Quickies in New York

La lecture est le meilleur des aphrodisiaques. Bien avant les images, avant les films, les tubes, les webcam, bien avant Internet, l’érotisme (et par extension l’auto-érotisme) est étroitement lié à la littérature. De la scène de cul isolée et fugace d’un vieux Stephen King aux Cent-vingt journées… de Sade, de la littérature érotique à la pornographie écrite la plus crue, tout le monde peut y trouver son compte, tout le monde peut trouver son livre à lire à une main, et si tu n’en es pas encore sûr, le TAG va se démener pour te le prouver. Mets ton masque et sors ta plume, on se lance.

On pourrait commencer par Sade.

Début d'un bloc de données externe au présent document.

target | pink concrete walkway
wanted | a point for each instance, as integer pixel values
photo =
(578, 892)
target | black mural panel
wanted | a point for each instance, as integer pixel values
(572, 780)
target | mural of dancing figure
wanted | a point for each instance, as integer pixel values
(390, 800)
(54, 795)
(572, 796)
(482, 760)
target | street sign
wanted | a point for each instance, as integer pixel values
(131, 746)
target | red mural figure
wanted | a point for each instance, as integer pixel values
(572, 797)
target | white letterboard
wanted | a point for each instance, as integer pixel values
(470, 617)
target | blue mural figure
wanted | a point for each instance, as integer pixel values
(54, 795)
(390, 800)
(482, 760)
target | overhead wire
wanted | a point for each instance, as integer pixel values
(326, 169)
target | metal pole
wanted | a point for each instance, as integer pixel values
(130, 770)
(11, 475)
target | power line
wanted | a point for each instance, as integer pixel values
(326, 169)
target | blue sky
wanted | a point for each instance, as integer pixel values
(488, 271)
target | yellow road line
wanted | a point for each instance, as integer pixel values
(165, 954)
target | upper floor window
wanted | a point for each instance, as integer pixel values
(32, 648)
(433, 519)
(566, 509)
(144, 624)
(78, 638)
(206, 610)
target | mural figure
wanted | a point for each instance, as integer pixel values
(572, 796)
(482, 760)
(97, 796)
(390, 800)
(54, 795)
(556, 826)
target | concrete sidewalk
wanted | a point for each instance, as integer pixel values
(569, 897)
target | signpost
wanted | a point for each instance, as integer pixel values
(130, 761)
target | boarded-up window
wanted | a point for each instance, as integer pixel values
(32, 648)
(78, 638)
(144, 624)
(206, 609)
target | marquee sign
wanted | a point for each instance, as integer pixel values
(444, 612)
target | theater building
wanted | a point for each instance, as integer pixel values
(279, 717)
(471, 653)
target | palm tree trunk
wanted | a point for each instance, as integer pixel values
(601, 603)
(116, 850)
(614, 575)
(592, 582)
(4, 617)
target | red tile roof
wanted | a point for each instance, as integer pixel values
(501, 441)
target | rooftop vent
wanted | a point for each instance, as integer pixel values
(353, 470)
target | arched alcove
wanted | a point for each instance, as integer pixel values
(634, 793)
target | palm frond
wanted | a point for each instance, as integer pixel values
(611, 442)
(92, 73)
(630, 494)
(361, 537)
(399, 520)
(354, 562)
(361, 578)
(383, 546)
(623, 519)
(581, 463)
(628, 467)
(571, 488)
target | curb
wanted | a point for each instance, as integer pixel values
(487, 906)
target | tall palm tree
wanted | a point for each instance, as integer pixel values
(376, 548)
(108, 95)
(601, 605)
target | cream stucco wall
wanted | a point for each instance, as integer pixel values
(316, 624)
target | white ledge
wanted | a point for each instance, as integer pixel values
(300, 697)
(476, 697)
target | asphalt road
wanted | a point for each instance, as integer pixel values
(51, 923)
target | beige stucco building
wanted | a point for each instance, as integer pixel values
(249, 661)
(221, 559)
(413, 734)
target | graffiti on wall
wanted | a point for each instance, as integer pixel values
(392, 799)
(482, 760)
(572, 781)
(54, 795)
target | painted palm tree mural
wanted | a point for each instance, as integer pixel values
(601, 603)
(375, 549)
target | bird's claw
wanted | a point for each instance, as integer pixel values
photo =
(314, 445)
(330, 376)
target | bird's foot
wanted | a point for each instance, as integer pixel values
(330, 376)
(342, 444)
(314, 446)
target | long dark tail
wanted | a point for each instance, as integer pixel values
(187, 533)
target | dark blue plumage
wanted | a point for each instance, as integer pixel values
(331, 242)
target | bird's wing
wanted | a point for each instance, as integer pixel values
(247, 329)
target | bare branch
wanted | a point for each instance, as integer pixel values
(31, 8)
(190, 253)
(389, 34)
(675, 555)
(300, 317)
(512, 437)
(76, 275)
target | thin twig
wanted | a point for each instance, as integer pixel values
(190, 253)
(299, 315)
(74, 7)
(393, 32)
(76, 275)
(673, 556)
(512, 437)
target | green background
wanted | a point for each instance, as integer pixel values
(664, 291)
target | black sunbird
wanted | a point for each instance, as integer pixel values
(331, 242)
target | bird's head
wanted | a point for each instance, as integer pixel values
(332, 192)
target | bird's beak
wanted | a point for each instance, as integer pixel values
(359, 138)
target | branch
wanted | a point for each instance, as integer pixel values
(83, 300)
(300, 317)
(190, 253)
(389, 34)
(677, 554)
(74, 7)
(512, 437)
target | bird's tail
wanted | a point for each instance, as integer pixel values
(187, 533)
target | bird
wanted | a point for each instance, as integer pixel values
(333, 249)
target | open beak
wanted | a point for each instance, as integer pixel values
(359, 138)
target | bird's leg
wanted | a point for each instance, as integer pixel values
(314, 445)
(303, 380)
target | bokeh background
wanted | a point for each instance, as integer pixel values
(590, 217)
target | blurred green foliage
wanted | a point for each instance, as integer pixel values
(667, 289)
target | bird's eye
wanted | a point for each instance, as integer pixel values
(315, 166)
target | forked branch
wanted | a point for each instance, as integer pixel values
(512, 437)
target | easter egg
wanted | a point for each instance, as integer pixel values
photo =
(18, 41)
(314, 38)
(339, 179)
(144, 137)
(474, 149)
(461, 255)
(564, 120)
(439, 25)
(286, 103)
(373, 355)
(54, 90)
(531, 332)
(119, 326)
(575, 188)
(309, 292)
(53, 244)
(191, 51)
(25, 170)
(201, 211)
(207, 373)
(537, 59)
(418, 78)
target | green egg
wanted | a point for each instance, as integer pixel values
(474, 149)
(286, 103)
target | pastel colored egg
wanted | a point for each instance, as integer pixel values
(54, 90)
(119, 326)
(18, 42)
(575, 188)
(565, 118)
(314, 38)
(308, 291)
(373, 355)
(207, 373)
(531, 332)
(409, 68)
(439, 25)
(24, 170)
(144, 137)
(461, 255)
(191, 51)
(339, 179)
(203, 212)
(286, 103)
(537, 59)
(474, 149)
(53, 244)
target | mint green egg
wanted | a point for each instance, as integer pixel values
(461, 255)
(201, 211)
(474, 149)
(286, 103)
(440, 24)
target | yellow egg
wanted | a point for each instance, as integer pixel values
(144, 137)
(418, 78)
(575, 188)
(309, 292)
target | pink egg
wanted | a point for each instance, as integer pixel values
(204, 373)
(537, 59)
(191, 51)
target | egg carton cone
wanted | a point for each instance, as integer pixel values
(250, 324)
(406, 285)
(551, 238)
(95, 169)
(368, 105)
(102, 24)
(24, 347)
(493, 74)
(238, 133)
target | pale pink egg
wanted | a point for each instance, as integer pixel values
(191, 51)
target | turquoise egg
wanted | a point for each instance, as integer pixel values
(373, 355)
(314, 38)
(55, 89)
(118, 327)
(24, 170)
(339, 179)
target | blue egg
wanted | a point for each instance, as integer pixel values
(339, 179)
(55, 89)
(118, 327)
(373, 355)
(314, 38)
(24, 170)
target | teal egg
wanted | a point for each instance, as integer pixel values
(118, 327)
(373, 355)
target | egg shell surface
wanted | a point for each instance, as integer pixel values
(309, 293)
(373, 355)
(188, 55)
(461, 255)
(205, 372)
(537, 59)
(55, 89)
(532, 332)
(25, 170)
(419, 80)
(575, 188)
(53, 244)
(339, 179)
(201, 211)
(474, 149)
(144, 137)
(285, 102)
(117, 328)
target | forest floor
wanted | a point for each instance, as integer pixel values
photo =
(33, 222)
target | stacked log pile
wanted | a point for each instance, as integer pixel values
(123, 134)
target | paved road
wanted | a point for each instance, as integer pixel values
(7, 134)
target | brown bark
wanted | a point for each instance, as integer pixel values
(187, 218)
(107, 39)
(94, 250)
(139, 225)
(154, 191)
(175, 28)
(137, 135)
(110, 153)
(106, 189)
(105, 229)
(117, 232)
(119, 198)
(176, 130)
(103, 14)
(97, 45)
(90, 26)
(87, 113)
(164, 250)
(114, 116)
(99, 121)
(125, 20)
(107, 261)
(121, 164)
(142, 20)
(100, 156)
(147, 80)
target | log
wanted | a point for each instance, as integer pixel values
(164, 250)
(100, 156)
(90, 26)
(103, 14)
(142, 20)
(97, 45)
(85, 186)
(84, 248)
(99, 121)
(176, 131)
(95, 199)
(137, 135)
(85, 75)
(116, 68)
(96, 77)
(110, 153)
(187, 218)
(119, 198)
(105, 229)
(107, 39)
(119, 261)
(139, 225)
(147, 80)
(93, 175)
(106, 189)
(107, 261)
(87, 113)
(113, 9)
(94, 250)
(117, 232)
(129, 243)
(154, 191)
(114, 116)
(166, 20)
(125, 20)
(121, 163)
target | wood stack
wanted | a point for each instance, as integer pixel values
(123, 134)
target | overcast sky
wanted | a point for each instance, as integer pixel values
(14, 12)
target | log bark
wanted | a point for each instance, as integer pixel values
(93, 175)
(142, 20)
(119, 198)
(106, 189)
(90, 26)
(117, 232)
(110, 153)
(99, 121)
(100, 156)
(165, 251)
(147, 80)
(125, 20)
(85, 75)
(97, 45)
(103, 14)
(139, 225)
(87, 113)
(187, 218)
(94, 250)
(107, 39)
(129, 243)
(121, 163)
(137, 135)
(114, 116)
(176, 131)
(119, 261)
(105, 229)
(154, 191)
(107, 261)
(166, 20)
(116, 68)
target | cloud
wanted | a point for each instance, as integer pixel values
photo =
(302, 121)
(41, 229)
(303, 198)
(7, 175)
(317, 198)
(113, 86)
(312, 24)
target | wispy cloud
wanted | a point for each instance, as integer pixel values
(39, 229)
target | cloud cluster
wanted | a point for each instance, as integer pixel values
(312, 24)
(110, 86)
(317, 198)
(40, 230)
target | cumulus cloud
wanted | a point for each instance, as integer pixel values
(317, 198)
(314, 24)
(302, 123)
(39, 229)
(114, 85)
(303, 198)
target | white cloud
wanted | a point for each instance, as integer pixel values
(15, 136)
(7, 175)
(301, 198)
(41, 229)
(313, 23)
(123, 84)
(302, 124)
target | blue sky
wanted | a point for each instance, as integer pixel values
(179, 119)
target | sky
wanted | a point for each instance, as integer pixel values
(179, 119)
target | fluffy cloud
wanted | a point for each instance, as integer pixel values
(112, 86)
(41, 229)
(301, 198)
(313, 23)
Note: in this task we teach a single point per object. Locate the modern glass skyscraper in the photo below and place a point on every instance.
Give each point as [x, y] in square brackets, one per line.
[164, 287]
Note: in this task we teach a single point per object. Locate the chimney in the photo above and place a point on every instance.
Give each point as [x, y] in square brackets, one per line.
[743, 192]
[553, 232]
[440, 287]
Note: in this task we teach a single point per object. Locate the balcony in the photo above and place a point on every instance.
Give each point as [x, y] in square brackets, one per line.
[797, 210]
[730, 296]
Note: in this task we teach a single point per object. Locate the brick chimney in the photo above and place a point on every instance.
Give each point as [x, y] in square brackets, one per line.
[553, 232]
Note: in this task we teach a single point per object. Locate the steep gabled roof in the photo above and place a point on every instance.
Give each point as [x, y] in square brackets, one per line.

Ou même se faire un petit récapitulatif des rapports consentis entre sexualité et littérature depuis l’Antiquité. Mais pour pas vous faire fuir, toi et l’iPad tout neuf que tu as eu à Noël, on va plutôt rester en terrain connu avec un blog, Quickies in New York. Ce tumblr s’est fait un petit nom sur le net en publiant régulièrement depuis 2009 des billets et des photographies érotiques. Le fondateur, Guy in New-York est à l’origine de tous les textes, parfois mis en valeur par les clichés du bien nommé The Dirty Gentleman.

Les textes distillent et dissèquent par petites touches les tropismes de l’amour, du sexe et des relations en suivant le narrateur dans ses errances new-yorkaises. L’objectif premier du tumblr était avant tout un défi personnel. Bloqué sur un de ses romans, Guy in New-York décide de s’échapper un peu en écrivant toutes les « dirty stories » qu’il a en tête. Avec le temps cependant, les ambitions de l’auteur se sont affinées. Dans une interview il précise un peu l’enjeu de QiNY :

« I’d like [the reader] to think about sex as a real part of their lives that’s fun, scary, silly, exciting, tiring, overwhelming, and completely wonderful. But mostly I want them to get a sense that sex isn’t always difficult. »

« Je veux [que les lecteurs] envisagent le sexe comme quelque chose d’important dans leur vie, à la fois amusant, effrayant, stupide, excitant, fatiguant, irresistible, et vraiment merveilleux. Je veux surtout qu’ils comprennent que le sexe n’est pas toujours compliqué. »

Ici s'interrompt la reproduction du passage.